Saturday, April 2, 2011

Extreme Brand Loyalty








There’s no shortage of companies offering discounts or cash for their customers’ undying loyalty and Ecko has just joined the game. Are you still wearing Ecko? Are you still paying full price for it? If you answered yes to those questions, you’re an idiot and, being an idiot, you obviously haven’t heard of Ecko’s Branded For Life campaign.
You're dying to run out and get one, aren't you? Great. You have two choices:
Crappy rhino or crappy skull scissors. Choose wisely!

Now, it does say permanent but it doesn’t say what size it has to be so, if someone's dumb enough to get this tattoo, I can only hope they’d be smart enough to find a tattoo artist with a steady hand and a magnifying glass so they can get it really, really tiny. And if they're not that smart, I don't know how they haven't gotten hit by a car yet. 
You could simply take advantage of this offer on the Ecko website:

Wait... 15% off and you don't even have to get a tattoo? But if you get the tattoo, you get 20% off for your whole life! That means when you’re in a wheelchair, you can still get funky, urban t-shirts that look like a junkie snorted second-rate urban culture up his nose and blew it on a piece of fabric. Sweet, right?
Mark Ecko must have been smoking something pretty potent at the board meeting to bring this up.
MARK – (takes a huge bong hit) Hey! Let’s get people to tattoo our logo on themselves!
ADVISOR – But Mark, our logos suck. Why would they do that?
MARK – We’ll give them a discount on our shitty clothes!
ADVISOR – I guess you’re right. There must be people who are dumb enough to a) wear Ecko for the rest of their life and b) get a tattoo to prove it.
MARK – (Eats entire cheese tray.)
But would you regret the tattoo? Will your tastes change? Will you grow up one day and stop wearing unnecessarily long, baggy shirts and ball caps with a straight brim, sticker and price tag still intact? Will you ever stop looking like a juvenile douchebag? 

But 20% off isn’t even that much (JC Penney gives you 15% off just for being a student, no tattoos necessary.) 20% off means, instead of $19.50, you only pay $15.60 for this god-awful piece of shit.
What a privilege! And check out this gem:
 "Hey look! My tattoo looks like badass scissors. And, in case you can’t see my tattoo, don’t worry; I’m wearing the same badass scissors on my shirt! And it only cost me $15.60."
Considering the fact that you’re not only advertising for a company, but also permanently branding yourself with their logo, shouldn’t they be paying you for that? Not only are they making you pay to advertise for their company on your body, but you still have to pay for their merchandise." “We’ll make you pay us less for our clothes,” doesn’t exactly translate to, “You are making a profit from us.” Quite the opposite, but anyone getting an Ecko tattoo doesn’t need to be told that (because they don’t comprehend complete sentences.)
At this point, if you’re still considering getting the tattoo, take a look at the fine print:
Employees are not eligible to participate in this promotion.

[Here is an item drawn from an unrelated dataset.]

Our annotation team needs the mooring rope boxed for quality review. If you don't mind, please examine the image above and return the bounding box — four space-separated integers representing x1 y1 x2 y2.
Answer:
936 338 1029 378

Does that mean current or future employees? Who’s to say I don’t get the tattoo now and find a job with Ecko in 10 years? Will they pay to remove the tattoo?
Tattoo must be permanent. 

A caveat to this should be that the company must remain in business for as long as you have your tattoo. Hear that, Ecko? If an 18-year old kid gets a tattoo and he lives to be 80, you have to stay in business for another 62 years. That sucks for you, but that really sucks for me and everyone else who’s forced to wear or see your shitty clothes in public.
Cannot be combined with any other offers.

Are you kidding? If I get a permanent tattoo of your logo, you’d better believe I’d be taking advantage of any and all offers your company has. I’d hate to have this kind of conversation at the counter:
CLERK – Oh sorry, we know you permanently tattooed our logo on your skin as a sign of loyalty, but the 20% off doesn’t apply to the buy one, get one free skateboard shorts promotion.
ME - But I got the tattoo.
CLERK - We know. You’re a fucking idiot.
ME – (Eats entire cheese tray.)
Is this brand loyalty or the height of human stupidity? I’m leaning towards the latter.
Enjoy your crappy t-shirts.

1 comment:

  1. NICE! Hahahaaa. Only ecko piece I ever bought was a heavy duty sweater in 2000 that I swear was a great piece of clothing. It didn't look like someone had vomited a design on it, but rather looked like a simple heavy-duty charcoal ecko sweater..... Jager.